Yes, I know we say “zero harm” but that is not what we mean
The article seems take these apologetics one step further and redefine, or at least qualify what zero actually means.
In the abstract, the article says:
In this paper the findings are presented of a multinational study involving 27 companies that have adopted a “Zero Accident Vision” (ZAV). [Zero Accident Vision] is the ambition that all accidents are preventable …
However, at least three times in the paper, Zero Accident Vision is referred to as an ambition and commitment to create and ensure safe work and prevent all (serious) accidents.
Again, if this is what you mean by zero, why do not you say it? Surely there is a better way to express your commitment to preventing all “serious” accidents than with the misleading headline of “zero harm” or some other zero derivative, which continually needs to be explained as meaning something other than what it obviously says?
It seems that when we talk about “target zero”, zero is not a target and the aspiration is not even zero.
All of this reinforces my personal experience with workers who see zero philosophies in organisations as confusing and inconsistent with their common sense, day-to-day understanding of what a term like “zero harm” or “zero accident vision” honestly means. No doubt the success factors described in this article would go a long way to clarifying what zero meant in an organisation, but this seems to me to be a rather misguided use of resources.
Surely it is possible to create a vision of safety that is not divisive, contentious or confusing and free up resources to direct the success factors towards achieving better safety outcomes?

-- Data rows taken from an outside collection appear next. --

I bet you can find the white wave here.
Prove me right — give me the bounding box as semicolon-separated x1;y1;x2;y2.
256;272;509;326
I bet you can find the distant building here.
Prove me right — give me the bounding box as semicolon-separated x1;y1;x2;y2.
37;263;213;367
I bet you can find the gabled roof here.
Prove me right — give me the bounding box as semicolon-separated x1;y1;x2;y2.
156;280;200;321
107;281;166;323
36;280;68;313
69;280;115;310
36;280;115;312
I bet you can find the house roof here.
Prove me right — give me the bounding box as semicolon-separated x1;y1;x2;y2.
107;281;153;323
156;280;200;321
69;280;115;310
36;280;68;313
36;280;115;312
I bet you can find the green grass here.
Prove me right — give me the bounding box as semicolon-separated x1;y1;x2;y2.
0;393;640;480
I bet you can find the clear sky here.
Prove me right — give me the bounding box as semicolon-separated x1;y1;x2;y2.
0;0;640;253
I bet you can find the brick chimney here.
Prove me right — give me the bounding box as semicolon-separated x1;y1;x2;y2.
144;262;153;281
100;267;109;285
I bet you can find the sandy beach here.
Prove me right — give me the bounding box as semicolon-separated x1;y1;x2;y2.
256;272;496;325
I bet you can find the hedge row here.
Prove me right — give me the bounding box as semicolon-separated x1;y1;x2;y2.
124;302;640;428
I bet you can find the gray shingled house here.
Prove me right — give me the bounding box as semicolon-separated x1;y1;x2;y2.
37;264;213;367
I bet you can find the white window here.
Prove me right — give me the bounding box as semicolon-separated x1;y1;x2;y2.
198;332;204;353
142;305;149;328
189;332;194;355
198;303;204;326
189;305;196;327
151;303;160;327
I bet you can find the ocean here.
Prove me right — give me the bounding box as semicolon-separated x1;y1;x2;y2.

What if I did not have a zero vision, but I simply had an honest vision. A vision that said, you know what, I do not think we can prevent all accidents, but we can be 100% committed to preventing all serious accidents?
Would that make more sense to the workers?
I too follow your line of thinking on this subject Greg. For the record, our Vision is "We believe all incidents are preventable" and "Our results will reflect our actions". Why is this our vision, because not everyone believes that all incidents are preventable and until we all truely believe, we have a lot of work to do to make it so. It is then we can work on how we can achieve the outcome. We do have a little contention with the fact we talk incidents holistically and do not talk accidents. A discussion for another day.